When competing in a sport, the goal is to win. The more wins a person or team accumulates, the higher in status you climb until reaching the ultimate goal; being number one. However, people like Felice feel that you also need to be marketable in order to be successful.
She said that “In female sports especially it’s about how marketable you are and I’m not going to hide who I am.” For her, this means knowing she has more than an attractive body and flaunting it to help her become more successful in the MMA. Yet, the 28 year-old knows that this approach could cause more harm than good.
Olympic star Lolo Jones learned this the hard way as the female athlete fell victim to a backlash from her teammates after her attempt to use sex appeal in order to increase her popularity. During a recent appearance on the Jeff Probst Show, Herrig said, “Lolo Jones, I feel bad for her. My heart goes out to her a little bit because her teammates were so mean to her because she was pretty. It’s like you can’t tell what the media is going to grab onto.”
Herrig went on to explain that when she was a young girl, she read that sports athlete Anna Kournikova made more money than top-ranked female tennis players during that time period. For her, something clicked inside as to why she was able to make more money than she should have.
She noted that, “I don’t do it just because I’m sexing it up. That’s not my main goal. I’m a woman. I love being a woman. I love putting on pretty dresses and going out. But actually when I was in sixth-grade, I remember I was reading an article in the newspaper and it was about two female tennis stars.”
The article in question featured one of the top ranked girls and the other was Kournikova, a mid-level contender who just happened to be attractive. Herrig said, “In female sports, it’s about how marketable you are. I’m not going to hide who I am. Society is a certain way. If you know it, you’d be dumb not to go with it, ride it a little bit. Ride the wave.”
However, other female fighters might disagree with this approach and rather market themselves through the use of their physical abilities. Ronda Rousey was recently crowned the first woman champion in the UFC (Ultimate Fighting Championship). She will soon be defending her title and 559 Fights promoter Jeremy Luchau realizes that fans desire more to women fighters.
Luchau said, “The fans want to see women’s bouts. The women’s bouts are what fans are asking about.” He plans on filling this need on Saturday at the Old Creek Mill in Bakersfield as 559 Fights will feature two women’s bouts.
Luchau explains that “I am very excited about the four girls on this show. The gyms they’re coming out of, they’re gyms and coaches that work hard and train hard. Their fighters always put on great performances. They are coming from good, stable camps, which is great. All the girls have been very good about getting their medicals done, turning things in on time and checking in. When fighters do that, you can tell they are hungry and ready to fight.”

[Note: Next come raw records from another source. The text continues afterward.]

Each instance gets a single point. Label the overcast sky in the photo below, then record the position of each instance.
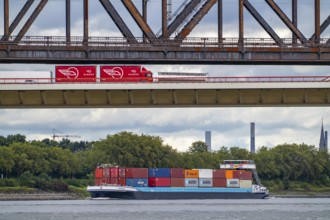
(178, 127)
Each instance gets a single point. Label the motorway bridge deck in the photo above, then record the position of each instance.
(227, 92)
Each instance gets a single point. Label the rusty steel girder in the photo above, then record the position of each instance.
(171, 44)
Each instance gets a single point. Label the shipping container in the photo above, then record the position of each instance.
(219, 174)
(159, 182)
(205, 182)
(122, 181)
(114, 180)
(106, 172)
(114, 172)
(159, 172)
(121, 172)
(137, 182)
(230, 174)
(205, 173)
(177, 182)
(136, 172)
(220, 182)
(99, 172)
(124, 74)
(105, 180)
(98, 181)
(245, 183)
(177, 173)
(75, 73)
(191, 174)
(246, 175)
(191, 182)
(233, 183)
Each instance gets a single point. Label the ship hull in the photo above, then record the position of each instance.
(140, 195)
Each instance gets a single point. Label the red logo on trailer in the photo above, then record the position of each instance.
(125, 74)
(116, 72)
(75, 73)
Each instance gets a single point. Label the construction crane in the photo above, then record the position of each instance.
(55, 134)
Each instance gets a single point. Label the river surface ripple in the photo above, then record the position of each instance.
(267, 209)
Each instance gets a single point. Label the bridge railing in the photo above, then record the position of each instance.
(79, 41)
(234, 79)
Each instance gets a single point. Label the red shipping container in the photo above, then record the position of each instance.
(113, 180)
(237, 174)
(124, 74)
(159, 182)
(98, 181)
(136, 172)
(75, 73)
(219, 182)
(106, 172)
(122, 181)
(98, 172)
(219, 174)
(177, 182)
(114, 172)
(105, 180)
(246, 175)
(121, 172)
(177, 173)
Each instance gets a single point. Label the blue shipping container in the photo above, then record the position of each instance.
(137, 182)
(159, 172)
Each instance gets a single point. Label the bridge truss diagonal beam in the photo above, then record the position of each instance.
(31, 19)
(139, 20)
(181, 17)
(263, 23)
(17, 19)
(195, 20)
(121, 25)
(323, 27)
(286, 20)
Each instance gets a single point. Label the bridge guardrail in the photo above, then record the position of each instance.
(241, 79)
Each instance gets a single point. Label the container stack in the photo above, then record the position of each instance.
(173, 177)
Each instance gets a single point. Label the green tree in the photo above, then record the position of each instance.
(6, 160)
(198, 147)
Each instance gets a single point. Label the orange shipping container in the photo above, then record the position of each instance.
(191, 174)
(98, 173)
(230, 174)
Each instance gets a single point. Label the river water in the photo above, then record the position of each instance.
(267, 209)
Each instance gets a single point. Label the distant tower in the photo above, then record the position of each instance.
(208, 140)
(326, 139)
(252, 136)
(323, 139)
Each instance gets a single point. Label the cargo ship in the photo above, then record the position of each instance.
(234, 180)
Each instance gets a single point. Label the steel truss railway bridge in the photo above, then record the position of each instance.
(171, 44)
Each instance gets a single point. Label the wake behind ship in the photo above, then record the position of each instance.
(232, 181)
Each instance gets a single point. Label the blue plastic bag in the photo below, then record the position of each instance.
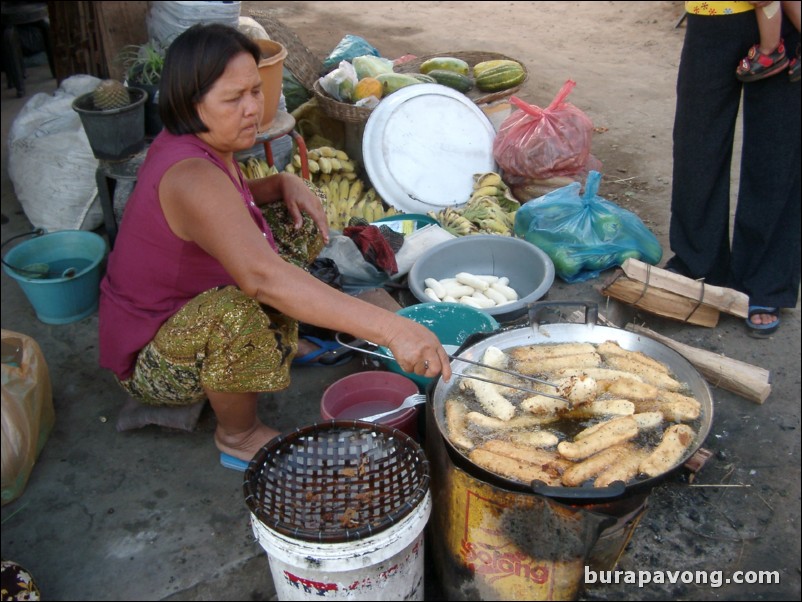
(348, 49)
(585, 234)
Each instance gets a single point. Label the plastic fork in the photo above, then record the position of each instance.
(410, 402)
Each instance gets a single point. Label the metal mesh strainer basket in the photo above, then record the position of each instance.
(336, 481)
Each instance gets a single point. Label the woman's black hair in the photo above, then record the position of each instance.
(195, 61)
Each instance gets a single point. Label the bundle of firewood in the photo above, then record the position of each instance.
(673, 296)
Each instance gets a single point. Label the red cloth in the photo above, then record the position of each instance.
(373, 246)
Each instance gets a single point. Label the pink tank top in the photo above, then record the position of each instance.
(152, 273)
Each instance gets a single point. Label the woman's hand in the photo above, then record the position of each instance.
(418, 350)
(299, 199)
(294, 192)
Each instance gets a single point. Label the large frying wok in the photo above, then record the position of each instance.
(589, 332)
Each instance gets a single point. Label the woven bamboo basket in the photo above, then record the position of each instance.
(299, 61)
(336, 481)
(340, 110)
(472, 57)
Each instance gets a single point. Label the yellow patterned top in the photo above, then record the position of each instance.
(715, 9)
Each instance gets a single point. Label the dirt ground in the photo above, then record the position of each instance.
(150, 515)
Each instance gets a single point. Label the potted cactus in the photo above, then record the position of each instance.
(143, 65)
(113, 116)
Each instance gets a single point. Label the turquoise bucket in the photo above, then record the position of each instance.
(59, 272)
(453, 323)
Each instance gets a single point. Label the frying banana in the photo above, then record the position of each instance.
(625, 468)
(553, 364)
(489, 423)
(676, 439)
(535, 438)
(491, 399)
(611, 348)
(522, 464)
(629, 388)
(456, 424)
(647, 373)
(612, 433)
(587, 469)
(545, 406)
(540, 352)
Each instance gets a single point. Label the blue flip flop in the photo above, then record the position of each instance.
(229, 461)
(762, 330)
(328, 353)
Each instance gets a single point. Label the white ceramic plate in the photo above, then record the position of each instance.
(422, 145)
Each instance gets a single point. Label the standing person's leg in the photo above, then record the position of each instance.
(708, 98)
(766, 239)
(792, 10)
(769, 27)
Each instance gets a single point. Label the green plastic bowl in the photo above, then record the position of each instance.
(453, 323)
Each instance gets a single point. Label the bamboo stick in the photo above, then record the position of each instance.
(741, 378)
(723, 299)
(661, 302)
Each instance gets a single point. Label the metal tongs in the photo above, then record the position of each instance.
(354, 345)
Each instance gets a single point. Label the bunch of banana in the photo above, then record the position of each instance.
(452, 220)
(347, 196)
(347, 199)
(490, 210)
(322, 161)
(490, 184)
(254, 168)
(488, 216)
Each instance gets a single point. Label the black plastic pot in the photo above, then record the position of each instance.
(114, 134)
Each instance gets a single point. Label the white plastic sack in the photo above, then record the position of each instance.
(166, 20)
(50, 161)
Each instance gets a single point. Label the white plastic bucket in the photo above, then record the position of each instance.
(385, 566)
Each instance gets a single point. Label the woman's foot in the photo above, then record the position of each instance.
(794, 66)
(763, 321)
(758, 65)
(244, 445)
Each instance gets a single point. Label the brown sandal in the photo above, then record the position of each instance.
(756, 65)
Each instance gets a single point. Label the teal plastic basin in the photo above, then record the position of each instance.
(453, 323)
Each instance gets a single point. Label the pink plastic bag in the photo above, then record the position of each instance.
(544, 143)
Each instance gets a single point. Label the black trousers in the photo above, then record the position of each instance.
(763, 258)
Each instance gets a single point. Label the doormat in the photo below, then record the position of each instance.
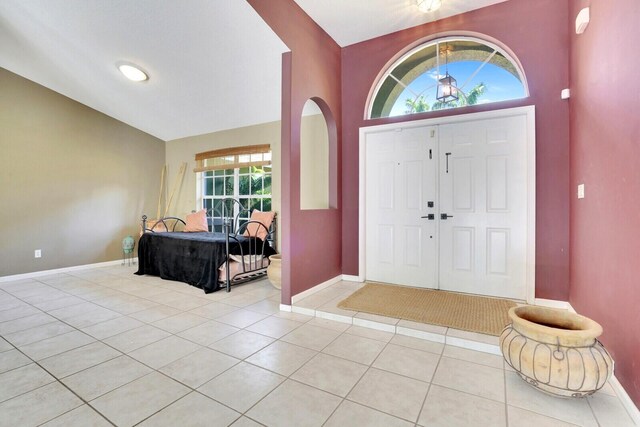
(459, 311)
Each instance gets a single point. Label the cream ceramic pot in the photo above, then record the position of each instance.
(556, 351)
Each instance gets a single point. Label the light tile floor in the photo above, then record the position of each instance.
(103, 347)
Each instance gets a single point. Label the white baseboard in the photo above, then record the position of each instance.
(551, 303)
(317, 288)
(628, 404)
(62, 270)
(285, 307)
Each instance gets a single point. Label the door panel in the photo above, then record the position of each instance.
(400, 180)
(483, 243)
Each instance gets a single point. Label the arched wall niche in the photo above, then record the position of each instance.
(318, 156)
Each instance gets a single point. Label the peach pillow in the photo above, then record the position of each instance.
(254, 230)
(196, 222)
(157, 226)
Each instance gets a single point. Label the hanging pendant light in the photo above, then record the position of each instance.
(447, 86)
(427, 6)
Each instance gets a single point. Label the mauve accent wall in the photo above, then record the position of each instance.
(537, 33)
(311, 244)
(605, 156)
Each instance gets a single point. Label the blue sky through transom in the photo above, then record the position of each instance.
(500, 84)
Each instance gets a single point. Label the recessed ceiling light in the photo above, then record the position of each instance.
(428, 5)
(132, 72)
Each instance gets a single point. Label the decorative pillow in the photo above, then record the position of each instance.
(254, 230)
(157, 226)
(196, 222)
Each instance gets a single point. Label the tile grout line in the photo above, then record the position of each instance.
(424, 401)
(58, 380)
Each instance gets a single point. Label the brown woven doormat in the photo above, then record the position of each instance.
(459, 311)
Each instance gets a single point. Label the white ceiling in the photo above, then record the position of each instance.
(213, 64)
(353, 21)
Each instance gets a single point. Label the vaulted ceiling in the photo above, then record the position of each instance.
(213, 64)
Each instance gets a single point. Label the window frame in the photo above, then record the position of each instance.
(431, 42)
(237, 174)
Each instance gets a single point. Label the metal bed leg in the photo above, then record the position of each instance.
(227, 228)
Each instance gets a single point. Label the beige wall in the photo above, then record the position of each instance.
(184, 150)
(314, 162)
(73, 181)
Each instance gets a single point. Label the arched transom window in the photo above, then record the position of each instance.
(447, 73)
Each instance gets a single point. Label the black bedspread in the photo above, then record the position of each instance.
(193, 258)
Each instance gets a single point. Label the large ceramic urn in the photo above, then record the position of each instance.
(274, 271)
(556, 351)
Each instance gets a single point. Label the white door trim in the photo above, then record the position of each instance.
(529, 112)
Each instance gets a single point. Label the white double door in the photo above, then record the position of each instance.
(446, 206)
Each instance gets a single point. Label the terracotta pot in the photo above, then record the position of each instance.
(556, 351)
(274, 271)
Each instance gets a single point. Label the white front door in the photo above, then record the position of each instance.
(401, 180)
(483, 192)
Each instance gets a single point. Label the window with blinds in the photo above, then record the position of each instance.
(233, 158)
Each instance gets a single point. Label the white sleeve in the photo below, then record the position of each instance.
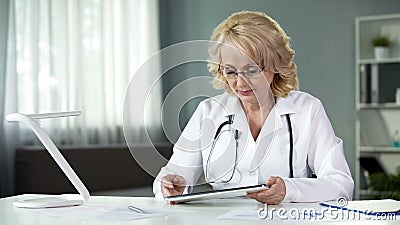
(186, 159)
(326, 158)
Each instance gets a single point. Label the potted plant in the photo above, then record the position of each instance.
(381, 47)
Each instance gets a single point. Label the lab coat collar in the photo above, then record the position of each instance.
(272, 123)
(234, 107)
(285, 105)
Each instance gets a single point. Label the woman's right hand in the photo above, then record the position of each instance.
(172, 185)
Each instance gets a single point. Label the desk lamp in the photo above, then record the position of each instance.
(54, 201)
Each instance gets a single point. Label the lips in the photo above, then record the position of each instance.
(245, 93)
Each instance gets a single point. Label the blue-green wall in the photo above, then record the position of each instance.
(322, 34)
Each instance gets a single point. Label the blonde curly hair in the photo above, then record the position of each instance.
(263, 40)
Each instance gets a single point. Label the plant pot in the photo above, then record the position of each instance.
(381, 53)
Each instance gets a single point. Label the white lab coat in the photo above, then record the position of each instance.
(316, 148)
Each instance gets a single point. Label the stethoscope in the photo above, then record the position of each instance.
(235, 132)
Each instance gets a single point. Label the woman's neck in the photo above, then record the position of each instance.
(256, 116)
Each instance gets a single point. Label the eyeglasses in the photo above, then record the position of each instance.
(250, 72)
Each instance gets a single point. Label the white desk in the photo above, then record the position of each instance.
(203, 212)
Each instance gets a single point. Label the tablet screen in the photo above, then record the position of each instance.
(224, 193)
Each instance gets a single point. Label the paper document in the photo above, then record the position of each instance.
(368, 206)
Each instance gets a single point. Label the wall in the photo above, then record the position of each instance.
(322, 34)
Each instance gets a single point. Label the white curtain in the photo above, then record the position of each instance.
(67, 55)
(80, 55)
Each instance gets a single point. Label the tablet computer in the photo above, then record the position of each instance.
(224, 193)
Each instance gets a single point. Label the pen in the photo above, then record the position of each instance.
(135, 209)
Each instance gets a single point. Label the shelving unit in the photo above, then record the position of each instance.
(378, 115)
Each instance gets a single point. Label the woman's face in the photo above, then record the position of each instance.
(252, 87)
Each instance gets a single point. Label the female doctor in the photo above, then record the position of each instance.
(262, 130)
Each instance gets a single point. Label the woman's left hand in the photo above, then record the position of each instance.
(274, 195)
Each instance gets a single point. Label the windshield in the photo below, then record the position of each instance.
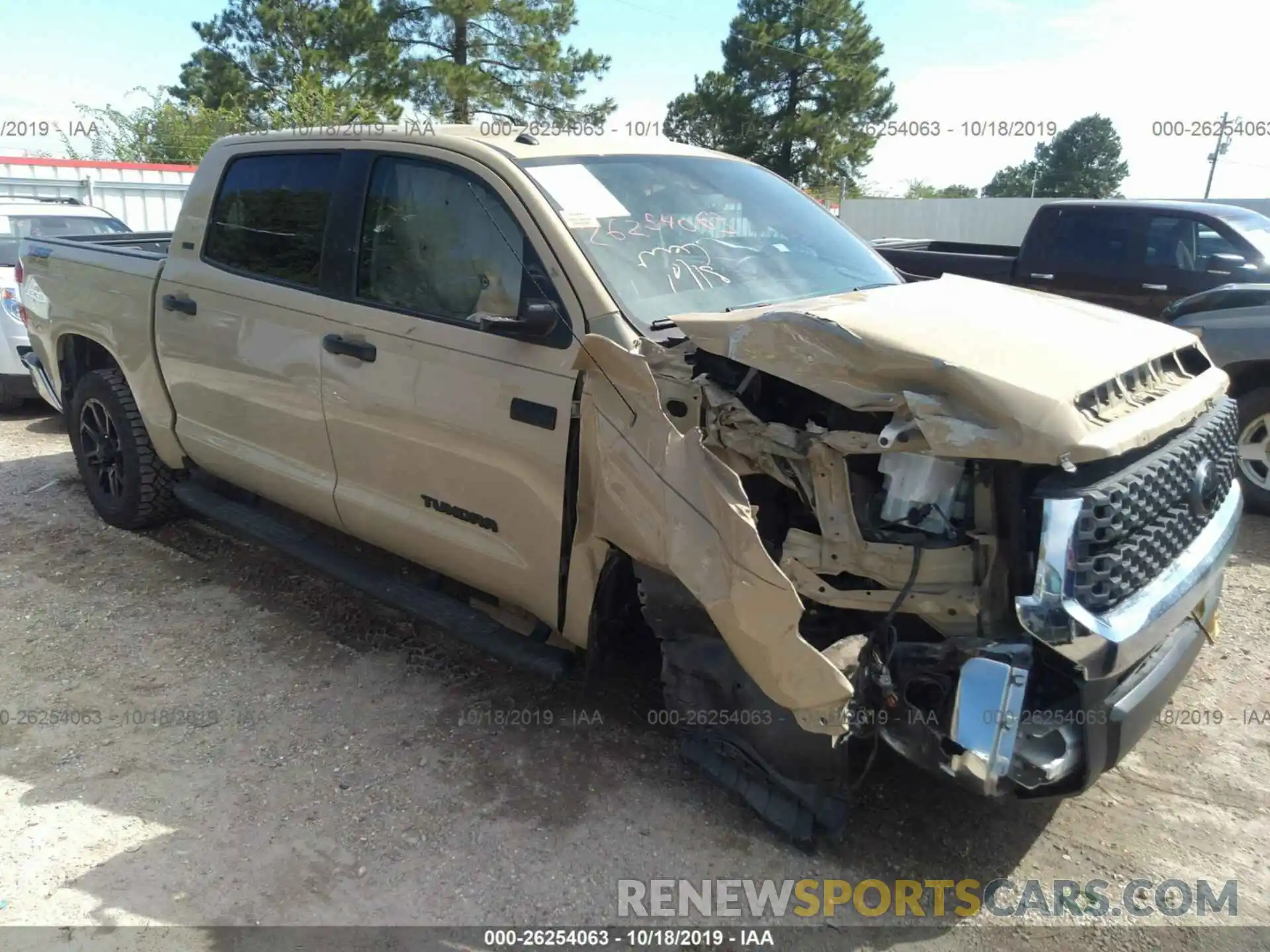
(15, 227)
(1254, 227)
(680, 234)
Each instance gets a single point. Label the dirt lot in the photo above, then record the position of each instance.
(318, 764)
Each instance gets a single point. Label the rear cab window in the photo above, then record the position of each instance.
(270, 216)
(1089, 240)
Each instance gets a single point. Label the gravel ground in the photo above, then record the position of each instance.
(318, 762)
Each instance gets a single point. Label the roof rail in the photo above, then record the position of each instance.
(33, 200)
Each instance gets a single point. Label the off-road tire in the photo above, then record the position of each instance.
(144, 481)
(1254, 404)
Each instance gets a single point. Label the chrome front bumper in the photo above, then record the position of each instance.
(40, 377)
(1129, 662)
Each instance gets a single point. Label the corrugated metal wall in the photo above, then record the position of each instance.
(991, 221)
(145, 197)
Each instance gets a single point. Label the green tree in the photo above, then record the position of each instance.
(798, 93)
(716, 114)
(255, 52)
(505, 59)
(1081, 161)
(917, 188)
(163, 131)
(168, 130)
(1013, 182)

In listening to Luchau, the women fighters are not focused on using sex appeal to gain popularity or move up in MMA but relying on their fighting abilities and athleticism for success. One thing he says is that he is never concerned about the effort the women put into their fights as they always put on great shows.
Luchau says, “ They’ve been getting their butts kicked in the gym because they have to train with males. They get beat up by the men, who don’t take it easy on them, every day. When they get to go out and fight someone at their level, they’re hungry and want to put on a good performance. They have a lot of drive and determination. They want to be pioneers of the sport and follow that Ronda Rousey-type lead. Fans like that. They want to see people who try and finish fights and girls always do that. You rarely see a boring girl fight at any level.”
When it comes for a female athlete to become successful in today’s world, there appears to not be one train of thinking. Though it seems important how a person is marketable, how you do that does differ. Felice Herrig feels that if you are attractive enough to do so do not hide it but flaunt it if you’re able to do so.
Women like Ronda Rousey, on the other hand, seem to market themselves through their physical abilities and skill in order to be successful in the MMA. There are obviously different avenues a person can take to become marketable; however, can one approach actually help or hurt the MMA?